A gap in community practice on data citation that emerged during the AGU fall meeting 2020 Data FAIR Town Hall, “Why Is Citing Data Still Hard?” with the goal of addressing the use case of citing a large number of datasets such that credit for individual datasets is assigned properly. The discussion included the concept of a “Data Collection” and the infrastructure and guidance still needed to fully implement the capability so it is easier for researchers to use and receive credit when their data are cited in this manner. Such collections of data may contain thousands to millions of elements with a citation needing to include subsets of elements potentially from multiple collections. Such citations will be crucial to enable reproducible research and credit to data and digital object creators. To address this gap, the data citation community of practice formed including members from data centres, research journals, informatics research communities, and data citation infrastructure.
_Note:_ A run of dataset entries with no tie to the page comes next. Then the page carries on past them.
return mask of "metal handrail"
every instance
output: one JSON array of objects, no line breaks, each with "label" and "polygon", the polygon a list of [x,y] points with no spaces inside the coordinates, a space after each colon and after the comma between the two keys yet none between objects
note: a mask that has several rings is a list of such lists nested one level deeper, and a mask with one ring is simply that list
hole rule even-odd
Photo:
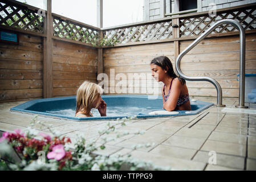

The community has the goal of recommending an approach that is realistic for researchers to use and for each stakeholder to implement that leverages existing infrastructure. To achieve data citation of these subsets of large data collections the concept of a “reliquary” is introduced. In this context the reliquary is a container of persistent identifiers (PIDs) or references defining the objects used in a research study. This can include any number of elements. The reliquary can then be cited as a single entity in academic publications. The reliquary concept will enable data citation use cases such as the citation of elements within a data collection that are formed from numerous underlying datasets that have their own PIDs, unambiguous citation of data used in IPCC Assessment Reports, and citing the subsets of collections of research data that contain millions of elements. The discussions over the course of 2021 have developed a theoretical concept, at the time of writing formal use cases and initial applications are being defined. The recommendation developed by this effort will be available for review and comment by communities such as ESIP and RDA. All are welcome.